Can somebody show I how to rewrite these four equations as matrix equation to enter into a calculator Ti84. I think I support to seperate something first into two different parts before input into a calculator but
don't know what to seperate nor how many row or column.
eq1: NAB+0.1NABcos(15)+0.1=0
eq2: NABcos(15)-0.1NABsin(15)+NC=0
eq3: -3000+.2NB+0.2NABcos(15)+NABsin(15)-ND=0
eq4: 0.2NAB+NABcos(15)+0.2NB=0
To rewrite these four equations as a matrix equation, we can follow these steps:
Step 1: Identify the variables and constants in the equations.
From the given equations, we can identify the following variables: NAB, NC, NB, and ND. The constants are as follows: 0.1, 0.2, 0.1*cos(15), 0.1*sin(15), 0.2*cos(15), 0.2*sin(15), -3000.
Step 2: Create a matrix for the coefficients of the variables.
To create a matrix for the coefficients of the variables, we need to separate the equations into their individual terms.
For eq1: NAB + 0.1*NAB*cos(15) + 0.1 = 0
Separate terms: NAB, 0.1*NAB*cos(15), 0.1
For eq2: NAB*cos(15) - 0.1*NAB*sin(15) + NC = 0
Separate terms: NAB*cos(15), -0.1*NAB*sin(15), NC
For eq3: -3000 + 0.2*NB + 0.2*NAB*cos(15) + NAB*sin(15) - ND = 0
Separate terms: 0.2*NB, 0.2*NAB*cos(15), NAB*sin(15), -3000, -ND
For eq4: 0.2*NAB + NAB*cos(15) + 0.2*NB = 0
Separate terms: 0.2*NAB, NAB*cos(15), 0.2*NB
Step 3: Write the matrix equation.
Based on the separated terms, we can rewrite the equations in matrix form as:
⎡ 1 0.1*cos(15) 0 0 ⎤ ⎡ NAB ⎤ ⎡ -0.1 ⎤
⎢ ⎥ ⎢ ⎥ ⎢ ⎥
⎢ cos(15) -0.1*sin(15) 0 1 ⎥ ⎢ NC ⎥ ⎢ 0 ⎥
⎢ ⎥ * ⎢ ⎥ = ⎢ ⎥
⎢ 0 0.2*cos(15) sin(15) 1 ⎥ ⎢ NB ⎥ ⎢ 3000 ⎥
⎢ ⎥ ⎢ ⎥ ⎢ ⎥
⎣ 0 cos(15) 0 0.2⎦ ⎣ ND ⎦ ⎣ 0 ⎦
This is a matrix equation where the coefficient matrix on the left multiplies the variable matrix, and the constant matrix is on the right-hand side.
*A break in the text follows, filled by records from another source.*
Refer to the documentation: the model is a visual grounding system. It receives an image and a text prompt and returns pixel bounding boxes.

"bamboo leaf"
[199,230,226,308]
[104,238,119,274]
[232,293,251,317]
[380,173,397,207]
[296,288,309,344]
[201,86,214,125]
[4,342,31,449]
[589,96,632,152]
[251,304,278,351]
Step 4: Enter the matrix into a Ti-84 calculator.
To enter this matrix equation into a Ti-84 calculator, follow these steps:
1. Press the [MODE] button.
2. Use the arrow keys to navigate to the "Matrix" option and press [ENTER].
3. Select "Edit" and press [ENTER].
4. Choose a matrix letter (e.g., [A]) and set the dimensions according to the number of rows and columns in the matrix equation.
5. Enter the coefficients of the matrix equation into the matrix.
6. Repeat steps 4 and 5 for each matrix in the equation (variables and constants).
7. Press the [2ND] button, then [MATRIX], and choose the "Math" option.
8. Select "rref(" for row-reducing the matrix equation.
9. Enter the name of the matrix equation that you have created, and close the parenthesis.
10. Press [ENTER] to calculate the row-reduced form of the matrix equation.
The calculator will display the solution to the matrix equation in row-reduced echelon form.